En este sentido, y en segundo lugar, me pareció importante rescatar, dentro de la mención que se hace al mercado del arte en el texto, el sentido que toma el arte a partir de ciertas prácticas dentro de las dinámicas de mercantilización desde las cuales el imaginario del arte se transforma en el producto de un genio romantizado, cuyo sentido es profético, visionario, rebelde, revolucionario e incomprendido. De este modo, y pensando en los establecidos cánones europeos de estética, hace más de un siglo que muchos artistas modernos y contemporáneos han sido acusados de no tener habilidades básicas como lo son el dibujo y la pintura. Esto hace relevante retomar el renombrado debate suscitado por el libro El fraude del arte contemporáneo[2], de la crítica Mejicana Avelina Lésper, quien a través de cuatro ensayos, propone una problematización en torno al arte contemporáneo y cuestiona aspectos puntuales respecto a la amplia producción artística hoy.

Ella habla de las posibilidades de verificación que tiene un crítico de arte actualmente, que son para ella muy pocas: “sólo puede limitarse a arbitrariedades y a dogmas establecidos”, y considera que estas son las consecuencias de la falta de rigor en el quehacer artístico actual y eso causa que cualquier cosa sea arte. Lésper propone un análisis del fenómeno y proporciona una mirada crítica, quizás radical, frente a lo que vemos actualmente en el campo del arte y el descontento que otros como ella perciben,

“el arte contemporáneo es una creencia, es un dogma, es una idea impuesta y esto se aplica a cualquier objeto, porque sus valores dejan de ser visibles para convertirse en substancia, en ontología, en intenciones, en fantasmagorías que se imponen como verdades sobrenaturales en contradicción permanente con la apariencia y los hechos.”[3] 

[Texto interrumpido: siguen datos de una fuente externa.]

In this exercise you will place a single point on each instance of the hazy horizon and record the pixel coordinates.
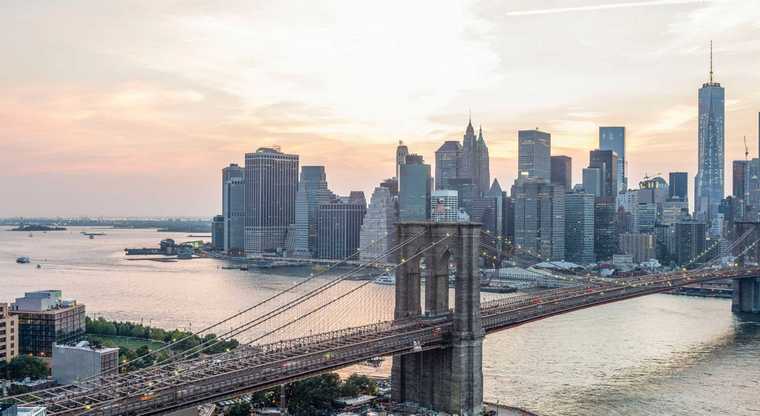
(133, 108)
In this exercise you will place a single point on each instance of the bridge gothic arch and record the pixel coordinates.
(448, 379)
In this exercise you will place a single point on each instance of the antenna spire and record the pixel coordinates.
(711, 62)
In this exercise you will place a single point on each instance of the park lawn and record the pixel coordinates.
(127, 342)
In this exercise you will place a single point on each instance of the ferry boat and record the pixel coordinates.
(386, 279)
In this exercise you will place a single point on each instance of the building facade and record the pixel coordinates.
(312, 192)
(414, 190)
(606, 162)
(708, 189)
(444, 206)
(339, 227)
(448, 159)
(690, 241)
(271, 183)
(539, 212)
(562, 171)
(605, 228)
(378, 233)
(466, 164)
(44, 318)
(217, 232)
(613, 138)
(233, 208)
(533, 152)
(592, 181)
(401, 152)
(8, 333)
(579, 227)
(74, 363)
(740, 170)
(678, 187)
(641, 247)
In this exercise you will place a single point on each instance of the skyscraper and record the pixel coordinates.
(708, 188)
(474, 162)
(579, 227)
(339, 228)
(414, 189)
(678, 186)
(444, 206)
(592, 181)
(689, 241)
(233, 208)
(464, 167)
(606, 162)
(562, 171)
(270, 198)
(447, 163)
(613, 138)
(312, 192)
(534, 148)
(377, 234)
(217, 232)
(740, 171)
(605, 235)
(539, 210)
(401, 152)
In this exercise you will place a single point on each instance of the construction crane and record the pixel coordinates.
(746, 150)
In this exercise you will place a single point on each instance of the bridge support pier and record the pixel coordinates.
(746, 295)
(448, 379)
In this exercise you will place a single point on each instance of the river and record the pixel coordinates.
(656, 355)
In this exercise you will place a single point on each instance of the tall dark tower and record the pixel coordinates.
(484, 169)
(709, 181)
(271, 182)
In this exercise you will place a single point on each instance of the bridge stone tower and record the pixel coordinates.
(746, 295)
(449, 379)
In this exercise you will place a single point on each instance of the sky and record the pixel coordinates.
(133, 107)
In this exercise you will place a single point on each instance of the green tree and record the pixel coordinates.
(24, 366)
(358, 384)
(240, 408)
(313, 397)
(266, 398)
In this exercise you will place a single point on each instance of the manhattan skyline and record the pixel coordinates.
(135, 114)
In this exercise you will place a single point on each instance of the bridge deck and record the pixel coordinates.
(178, 385)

A todo esto, instituciones académicas y medios de comunicación respondieron fervientemente y defienden que el arte contemporáneo no se puede limitar a resolver el problema de la representación, como en épocas anteriores, cuando la técnica del artista primaba sobre todas las cosas y se suma a esto que hoy la función de la estética como la ciencia de los bello y lo bello como la verdad misma, es algo que ya no tiene vigencia[4]. A mi modo de ver, de esto sólo queda una reflexión en torno al acto creador como necesidad innata al ser humano y que, dentro de un contexto particularmente complejo, confuso y contradictorio, sería injusto censurar un arte que es complejo, confuso y contradictorio, y que con mucha dificultad busca un cambio que tenga en cuenta la democratización del arte, la popularización de la cultura y el reconocimiento de espacios sociales previamente marginalizados, para cambiar la idea generalizada que muchos tienen frente al arte contemporáneo que sólo ve la decadencia y la pérdida de estándares de calidad para pensar el relativismo cultural y la mercantilización de las artes.


[1] Halim Badawi, Publicación en su página de Facebook personal.

[2] Avelina Lésper, El fraude del arte contemporáneo, El malpensante, Bogotá, 2015.

[3] Avelina Lésper, El fraude del arte contemporáneo, El malpensante, Bogotá, 2015.

[4] Guillermo Villamizar, Avelina Lésper o el fraude de la crítica al arte contemporáneo,  Esferapública, octubre del 2017.

Dissanayyake Ellen. Art and intimacy: how the arts began. Seattle, Wa: University of Washington Press. 2000 Cap. 6 “Taking the arts seriously”.